民事調停は一般的な問題を解決

簡易裁判所などで行われる民事裁判というのは、日常生活でのトラブルを解決するのが基本です。たとえば、貸したお金を返済してもらえないといった金銭トラブルの場合、返済してもらえないので警察に逮捕してもらうということは基本的に出来ません。警察は民事不介入が原則だからです。もちろん、始めから返すつもりがないのにお金を借りて返さないという場合は詐欺に問われる場合があり、そういったケースでは刑事裁判で争われることになりますが、貸金業者がお金を滞納している客を訴えるという場合は民事裁判で争われます。しかし、場合によっては裁判ではなく民事調停で話し合いたいというケースもあります。民事調停は裁判のように公開されないので、プライバシーが守られるからです。
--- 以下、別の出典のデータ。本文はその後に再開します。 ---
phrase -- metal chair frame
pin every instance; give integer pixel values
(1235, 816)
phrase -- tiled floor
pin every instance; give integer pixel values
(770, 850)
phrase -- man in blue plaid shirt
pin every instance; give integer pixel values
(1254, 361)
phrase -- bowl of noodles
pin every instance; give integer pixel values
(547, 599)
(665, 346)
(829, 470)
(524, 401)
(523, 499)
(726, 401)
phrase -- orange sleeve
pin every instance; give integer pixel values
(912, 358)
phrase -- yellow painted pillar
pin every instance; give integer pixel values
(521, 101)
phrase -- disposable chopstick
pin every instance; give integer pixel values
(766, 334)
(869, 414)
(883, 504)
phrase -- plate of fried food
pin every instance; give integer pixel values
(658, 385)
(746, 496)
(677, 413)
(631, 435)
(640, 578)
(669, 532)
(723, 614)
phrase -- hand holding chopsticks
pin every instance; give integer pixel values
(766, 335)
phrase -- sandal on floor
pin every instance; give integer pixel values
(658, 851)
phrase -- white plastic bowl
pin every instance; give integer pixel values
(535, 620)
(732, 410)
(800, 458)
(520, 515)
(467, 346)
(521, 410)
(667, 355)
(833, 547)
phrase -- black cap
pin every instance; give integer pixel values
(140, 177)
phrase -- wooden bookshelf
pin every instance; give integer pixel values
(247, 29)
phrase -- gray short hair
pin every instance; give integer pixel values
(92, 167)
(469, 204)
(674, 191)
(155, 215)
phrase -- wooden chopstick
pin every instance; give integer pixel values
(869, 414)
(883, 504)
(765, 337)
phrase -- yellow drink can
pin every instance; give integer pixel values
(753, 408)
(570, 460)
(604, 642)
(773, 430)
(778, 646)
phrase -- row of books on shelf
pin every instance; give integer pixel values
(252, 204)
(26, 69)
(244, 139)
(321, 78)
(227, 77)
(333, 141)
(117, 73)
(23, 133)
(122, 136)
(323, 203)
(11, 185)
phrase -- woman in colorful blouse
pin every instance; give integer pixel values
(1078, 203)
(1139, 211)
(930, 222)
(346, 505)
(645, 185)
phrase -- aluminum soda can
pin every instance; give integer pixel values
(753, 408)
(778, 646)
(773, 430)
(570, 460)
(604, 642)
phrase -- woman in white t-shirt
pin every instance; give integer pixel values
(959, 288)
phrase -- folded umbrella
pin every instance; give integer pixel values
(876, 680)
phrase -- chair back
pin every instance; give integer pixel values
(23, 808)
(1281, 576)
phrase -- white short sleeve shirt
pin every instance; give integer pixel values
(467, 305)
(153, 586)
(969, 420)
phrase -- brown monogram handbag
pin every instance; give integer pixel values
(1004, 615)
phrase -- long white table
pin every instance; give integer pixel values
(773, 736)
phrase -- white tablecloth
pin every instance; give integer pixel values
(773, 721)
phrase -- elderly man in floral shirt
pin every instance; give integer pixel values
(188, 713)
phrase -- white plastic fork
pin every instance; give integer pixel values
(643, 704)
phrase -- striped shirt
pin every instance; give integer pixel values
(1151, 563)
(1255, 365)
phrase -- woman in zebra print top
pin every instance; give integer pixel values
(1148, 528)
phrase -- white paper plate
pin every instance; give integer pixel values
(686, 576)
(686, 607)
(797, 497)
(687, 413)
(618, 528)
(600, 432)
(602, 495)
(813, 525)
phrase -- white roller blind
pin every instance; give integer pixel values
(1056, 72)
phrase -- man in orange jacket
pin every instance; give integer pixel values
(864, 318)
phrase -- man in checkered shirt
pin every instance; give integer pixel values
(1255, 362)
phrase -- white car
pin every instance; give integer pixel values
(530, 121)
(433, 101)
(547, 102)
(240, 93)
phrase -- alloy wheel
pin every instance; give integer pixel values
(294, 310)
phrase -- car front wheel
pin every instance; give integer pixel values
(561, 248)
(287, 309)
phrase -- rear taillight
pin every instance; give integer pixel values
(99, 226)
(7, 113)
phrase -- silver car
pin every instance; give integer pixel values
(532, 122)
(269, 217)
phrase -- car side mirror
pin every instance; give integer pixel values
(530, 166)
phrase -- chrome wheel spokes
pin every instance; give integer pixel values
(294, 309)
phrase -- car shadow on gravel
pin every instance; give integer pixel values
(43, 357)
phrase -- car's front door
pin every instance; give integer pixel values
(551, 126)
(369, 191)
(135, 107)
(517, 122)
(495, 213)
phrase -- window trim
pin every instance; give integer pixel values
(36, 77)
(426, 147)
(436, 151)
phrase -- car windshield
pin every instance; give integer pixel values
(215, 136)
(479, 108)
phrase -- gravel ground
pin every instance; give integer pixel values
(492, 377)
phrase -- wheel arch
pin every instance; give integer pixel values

では、調停とはどのようなものかというと、調停委員と呼ばれる人が間に入る形で原告と被告による話し合いが行われます。たとえば、貸金業者に訴えられた人が、収入が少ないので一括では返済出来ないと言ったら、調停委員は原告である貸金業者、あるいはその代理人に、一括では返済出来ないと言っているから、分割払いを認めてあげたらどうかということを進言するわけです。それで、原告が了承すれば和解が成立したことになり、調停は終了です。